Edit: I’ve seen that there’s an .mp4 container option in the camera’s config file (see above) - surely that means audio won’t be (the troublesome) PCM format. - I will test.

Thanks Brian (and thanks for the batch export trick for edit friendly). You’re right. This is a it if a kludge. I’m only tweaking the framerste from 30 (or possibly 29.97 if Austin is right) and 30.05, so as to get round Shotcut having to recalculate (and lag horribly on one of my PCs) on a frame by frame seek (with arrow keys).

I’ll have to do some extreme tests and see what happens to audio sync.

According to screenshots of the Mobius Configuration Utility, the setting for TV Video Out can be switched between NTSC and PAL. This tells me that fractional frame rates would be used for NTSC frame rates. As in, 30fps is really 30000/1001 = 29.976030, and 60fps is really 60000/1001. PAL frame rates would remain an even 25fps and 50fps.

Thanks this is really useful information.

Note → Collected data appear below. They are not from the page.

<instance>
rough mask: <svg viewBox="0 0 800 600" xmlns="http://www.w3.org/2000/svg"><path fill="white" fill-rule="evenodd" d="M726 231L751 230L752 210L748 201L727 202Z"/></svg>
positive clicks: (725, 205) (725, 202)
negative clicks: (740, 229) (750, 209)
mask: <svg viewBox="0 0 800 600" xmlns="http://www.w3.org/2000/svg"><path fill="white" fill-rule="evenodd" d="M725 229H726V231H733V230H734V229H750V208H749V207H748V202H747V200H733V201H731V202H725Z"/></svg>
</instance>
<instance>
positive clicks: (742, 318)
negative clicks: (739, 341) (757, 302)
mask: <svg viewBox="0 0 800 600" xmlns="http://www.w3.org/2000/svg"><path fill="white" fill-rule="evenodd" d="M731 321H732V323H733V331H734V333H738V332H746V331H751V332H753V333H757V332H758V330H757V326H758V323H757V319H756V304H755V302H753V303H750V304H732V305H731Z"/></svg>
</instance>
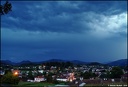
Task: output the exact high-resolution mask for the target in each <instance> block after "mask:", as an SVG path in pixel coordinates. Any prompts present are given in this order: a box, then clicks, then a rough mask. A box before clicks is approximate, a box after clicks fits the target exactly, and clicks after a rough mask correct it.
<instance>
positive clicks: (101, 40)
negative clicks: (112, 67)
mask: <svg viewBox="0 0 128 87" xmlns="http://www.w3.org/2000/svg"><path fill="white" fill-rule="evenodd" d="M2 3H4V2H2ZM10 3H11V4H12V11H11V12H9V13H8V14H7V15H2V16H1V59H3V60H11V61H14V62H20V61H22V60H30V61H45V60H49V59H63V60H80V61H85V62H90V61H97V62H107V61H112V60H118V59H126V58H127V2H126V1H10Z"/></svg>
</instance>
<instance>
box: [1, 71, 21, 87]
mask: <svg viewBox="0 0 128 87" xmlns="http://www.w3.org/2000/svg"><path fill="white" fill-rule="evenodd" d="M19 81H20V79H19V77H18V76H16V75H13V74H12V73H11V72H8V73H7V74H5V75H4V76H3V77H2V78H1V83H2V84H11V85H13V84H15V85H16V84H18V83H19Z"/></svg>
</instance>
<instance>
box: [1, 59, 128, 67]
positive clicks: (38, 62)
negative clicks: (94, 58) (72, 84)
mask: <svg viewBox="0 0 128 87" xmlns="http://www.w3.org/2000/svg"><path fill="white" fill-rule="evenodd" d="M45 62H71V63H73V64H87V65H102V64H103V65H110V66H126V65H127V59H120V60H116V61H112V62H109V63H98V62H83V61H79V60H72V61H68V60H61V59H50V60H47V61H41V62H31V61H28V60H27V61H22V62H19V63H15V62H12V61H10V60H1V64H6V65H7V64H8V65H36V64H41V63H45Z"/></svg>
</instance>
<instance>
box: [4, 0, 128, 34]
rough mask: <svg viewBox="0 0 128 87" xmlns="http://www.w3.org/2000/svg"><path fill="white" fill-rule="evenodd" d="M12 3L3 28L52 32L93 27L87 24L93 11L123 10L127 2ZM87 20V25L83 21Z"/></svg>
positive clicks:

The footage shot to an mp4 container looks like it’s aac audio

  Metadata:
     creation_time   : 2012-03-14T02:26:55.000000Z
     handler_name    : VideoHandler
     encoder         : h264
   Stream #0:1(eng): Audio: aac (LC) (mp4a / 0x6134706D), 32000 Hz, mono, fltp, 96 kb/s (default)
   Metadata:
     creation_time   : 2012-03-14T02:26:55.000000Z
     handler_name    : SoundHandler

So a bit of:

ffmpeg -y -i "$i" -vn -c:a copy "<path>/output-audio.aac"

and

-r 30000/1001

In my bash script and bob is my mother’s brother.

And just like that, the issue which started this all (frame skipping being laggy) has vanished.

No re-encoding / remuxing required.

Must’ve been the AVI container of the Mobius footage (or its contents - PCM audio?) tripping Shotcut out somehow.

Arrow-keys frame skipping “works” TM fine now (no lag) with a mixed timeline of:

(1) raw Mobius footage in the .mp4 container, (with HDR on and all other settings maxed); and
(2) whatever variable (nominal 30) .mp4 footage my phone shoots in 1440 and 1080p modes (depends on which camera is used).

Thank you for your time people, I’ve learned a lot about:

(1) my machines; and
(2) my footage.

If anyone is having issues on low-end hardware, they can at least start debugging by knowing Shotcut 21 is usable with 1440p and 1080p footage - no proxies - (with the caveats of my specific footage, setup and workflow expectations) on 2nd gen i3, integrated HD 3000 graphics, and 8GB ram.

I can now happily edit, in sync, on any machine I have available. That is a massive bonus to me as a hobby YouTuber.

Thanks again, it’s been a fantastically enlightening discussion

This topic was automatically closed after 90 days. New replies are no longer allowed.